Just north of the village is the Runnymede campus of Brunel University, formerly Shoreditch College of Education which merged with Brunel and before that the Royal Indian Engineering College. Today the buildings are used as halls of residence for the main campus at Uxbridge, one hour away by bus and also nearby Royal Holloway. The halls were named after Shoreditch staff: Scrivens, Marshall, Bradley, Reed and Rowan. President Hall, where the College president resided, and College Hall were named in the Royal Indian period. The fine Victorian buildings were built by Sir Matthew Digby Wyatt, who had been Isambard Kingdom Brunel's architect for Paddington Station in London, and also Addenbrooke's Hospital, Cambridge, (now the Judge Institute).
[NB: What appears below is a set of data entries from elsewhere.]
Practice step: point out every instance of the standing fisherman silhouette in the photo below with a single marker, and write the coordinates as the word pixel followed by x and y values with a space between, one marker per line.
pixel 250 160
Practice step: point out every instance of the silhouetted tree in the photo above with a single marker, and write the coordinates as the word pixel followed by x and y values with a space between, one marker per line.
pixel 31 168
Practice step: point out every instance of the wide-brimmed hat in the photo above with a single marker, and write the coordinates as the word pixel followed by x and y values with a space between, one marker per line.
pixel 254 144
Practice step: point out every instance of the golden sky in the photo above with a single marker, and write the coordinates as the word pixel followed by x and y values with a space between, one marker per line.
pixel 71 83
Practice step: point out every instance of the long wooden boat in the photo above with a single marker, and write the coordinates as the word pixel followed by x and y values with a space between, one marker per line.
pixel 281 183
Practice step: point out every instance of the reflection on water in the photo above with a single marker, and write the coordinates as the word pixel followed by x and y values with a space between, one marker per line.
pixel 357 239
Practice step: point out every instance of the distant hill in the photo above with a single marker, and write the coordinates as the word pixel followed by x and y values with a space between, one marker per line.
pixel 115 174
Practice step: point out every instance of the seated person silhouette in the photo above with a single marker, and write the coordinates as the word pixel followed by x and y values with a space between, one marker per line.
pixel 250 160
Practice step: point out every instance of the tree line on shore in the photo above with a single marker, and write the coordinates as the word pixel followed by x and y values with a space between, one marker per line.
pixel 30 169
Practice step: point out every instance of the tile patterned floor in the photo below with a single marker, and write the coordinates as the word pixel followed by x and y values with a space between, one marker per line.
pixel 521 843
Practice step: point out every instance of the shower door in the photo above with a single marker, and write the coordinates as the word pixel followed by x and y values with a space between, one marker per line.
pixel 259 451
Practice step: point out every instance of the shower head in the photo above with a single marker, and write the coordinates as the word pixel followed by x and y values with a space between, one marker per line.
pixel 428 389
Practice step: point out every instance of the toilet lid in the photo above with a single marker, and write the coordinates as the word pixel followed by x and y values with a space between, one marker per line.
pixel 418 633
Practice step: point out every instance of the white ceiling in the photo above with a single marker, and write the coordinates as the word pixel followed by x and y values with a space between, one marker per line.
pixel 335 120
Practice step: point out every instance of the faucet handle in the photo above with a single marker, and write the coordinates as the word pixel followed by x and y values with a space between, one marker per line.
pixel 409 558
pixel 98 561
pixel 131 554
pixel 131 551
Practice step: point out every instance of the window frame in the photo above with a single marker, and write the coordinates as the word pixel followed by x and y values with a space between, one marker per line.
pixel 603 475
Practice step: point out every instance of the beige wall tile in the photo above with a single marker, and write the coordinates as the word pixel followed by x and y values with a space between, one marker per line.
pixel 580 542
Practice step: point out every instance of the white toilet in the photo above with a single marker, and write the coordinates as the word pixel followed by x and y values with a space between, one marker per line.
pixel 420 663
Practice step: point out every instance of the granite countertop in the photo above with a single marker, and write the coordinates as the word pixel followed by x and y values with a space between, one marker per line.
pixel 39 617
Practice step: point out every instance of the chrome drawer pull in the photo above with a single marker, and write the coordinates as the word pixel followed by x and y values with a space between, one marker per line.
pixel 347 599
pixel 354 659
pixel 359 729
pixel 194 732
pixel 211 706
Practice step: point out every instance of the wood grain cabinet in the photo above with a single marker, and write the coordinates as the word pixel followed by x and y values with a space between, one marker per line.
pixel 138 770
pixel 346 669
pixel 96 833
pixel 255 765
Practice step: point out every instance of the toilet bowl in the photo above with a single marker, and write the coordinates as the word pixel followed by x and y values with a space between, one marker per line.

Corridors in President and College Halls were named after prominent British and Anglo-Indian figures, such as George Canning, Warren Hastings, Richard Wellesley and Charles Cornwallis.
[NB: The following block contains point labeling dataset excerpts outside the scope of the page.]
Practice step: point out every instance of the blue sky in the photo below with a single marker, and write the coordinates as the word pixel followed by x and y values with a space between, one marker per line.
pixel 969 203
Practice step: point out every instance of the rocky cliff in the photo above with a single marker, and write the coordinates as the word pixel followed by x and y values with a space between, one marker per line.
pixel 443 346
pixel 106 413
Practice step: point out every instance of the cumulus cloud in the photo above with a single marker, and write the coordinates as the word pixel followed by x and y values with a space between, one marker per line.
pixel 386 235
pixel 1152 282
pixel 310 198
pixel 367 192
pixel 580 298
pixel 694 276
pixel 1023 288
In 2007, Brunel announced they were putting up for sale possibly for housing. Royal Holloway also expressed interest. In June 2007 it was acquired by Oracle, a property developer, for £46m. Englefield Green Village Residents Association fears development not in keeping with the village.
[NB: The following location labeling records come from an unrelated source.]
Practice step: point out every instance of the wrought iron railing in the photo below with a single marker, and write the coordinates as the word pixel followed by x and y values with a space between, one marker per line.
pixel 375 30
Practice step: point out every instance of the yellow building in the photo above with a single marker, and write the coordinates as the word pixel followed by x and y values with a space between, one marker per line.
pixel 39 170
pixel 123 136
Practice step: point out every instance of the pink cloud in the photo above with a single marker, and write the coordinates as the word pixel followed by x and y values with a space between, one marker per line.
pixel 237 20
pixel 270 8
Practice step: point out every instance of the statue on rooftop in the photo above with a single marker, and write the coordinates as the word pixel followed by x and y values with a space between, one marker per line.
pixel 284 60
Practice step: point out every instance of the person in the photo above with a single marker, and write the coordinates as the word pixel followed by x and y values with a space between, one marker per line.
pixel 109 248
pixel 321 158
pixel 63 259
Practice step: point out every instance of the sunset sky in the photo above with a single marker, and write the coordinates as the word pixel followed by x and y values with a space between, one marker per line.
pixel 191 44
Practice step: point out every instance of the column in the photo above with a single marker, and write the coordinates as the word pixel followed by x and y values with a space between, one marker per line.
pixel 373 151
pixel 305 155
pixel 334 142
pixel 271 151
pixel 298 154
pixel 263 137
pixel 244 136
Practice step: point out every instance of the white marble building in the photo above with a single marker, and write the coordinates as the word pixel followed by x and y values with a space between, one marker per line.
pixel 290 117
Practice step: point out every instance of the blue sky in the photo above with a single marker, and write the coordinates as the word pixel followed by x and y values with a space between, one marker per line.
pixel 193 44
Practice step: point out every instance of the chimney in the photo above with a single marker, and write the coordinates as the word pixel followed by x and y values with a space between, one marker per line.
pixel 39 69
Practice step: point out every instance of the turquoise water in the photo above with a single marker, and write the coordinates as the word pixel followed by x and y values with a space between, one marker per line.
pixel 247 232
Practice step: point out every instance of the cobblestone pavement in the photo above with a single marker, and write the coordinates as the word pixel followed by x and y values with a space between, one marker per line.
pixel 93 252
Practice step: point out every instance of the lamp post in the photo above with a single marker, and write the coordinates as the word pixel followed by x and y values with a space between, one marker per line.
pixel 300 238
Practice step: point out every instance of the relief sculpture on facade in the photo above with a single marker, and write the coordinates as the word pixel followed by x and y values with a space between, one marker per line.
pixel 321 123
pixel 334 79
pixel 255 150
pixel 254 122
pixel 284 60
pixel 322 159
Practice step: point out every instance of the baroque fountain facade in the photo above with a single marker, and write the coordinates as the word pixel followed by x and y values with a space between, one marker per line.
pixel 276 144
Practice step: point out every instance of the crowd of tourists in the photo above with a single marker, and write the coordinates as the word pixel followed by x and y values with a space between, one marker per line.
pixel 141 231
The statue of Eros in Piccadilly Circus, London was kept in the college during World War II
The last fatal duel in England took place on Priest Hill in 1852. It was between two French refugees, Lt. Frederic Constant Cournet and Emmanuel Barthelemy. Cournet was supposed to have been the better prepared for a sword duel. Barthelemy, an extremely questionable individual (responsible for at least two murders by 1852), manipulated Cournet into challenging him (supposedly over comments Cournet made about Barthelemy's girlfriend), and chose pistols for the weapon. He killed Cournet, and was subsequently arrested for murder. However Barthelemy managed to convince the jury that it was not a homicide as in the normal sense of the word, and was acquitted. Barthelemy was widely suspected of being a spy for the new French regime of Emperor Louis Napoleon (Napoleon III). In fact his bullying of other refugees had led to the confrontation with Cournet. However three years later, he was engaged in a crime in London, possibly involving a blackmail attempt that did not work out. Two men were killed, and Barthelemy was arrested. Despite giving an image of bravado in court, this time he was convicted, and subsequently hanged. Most criminal historians and writers feel he was a totally repugnant character, but to be fair he had one odd defender: Victor Hugo, who wrote a small panegyric to his memory in one of the later sections of Les Miserables.
Marilyn Monroe and Arthur Miller, then newlyweds, spent four months (mid-July to November) of 1956, including their honeymoon, in Parkside House, Englefield Green for the duration of Monroe's work on the film The Prince and the Showgirl with Sir Laurence Olivier.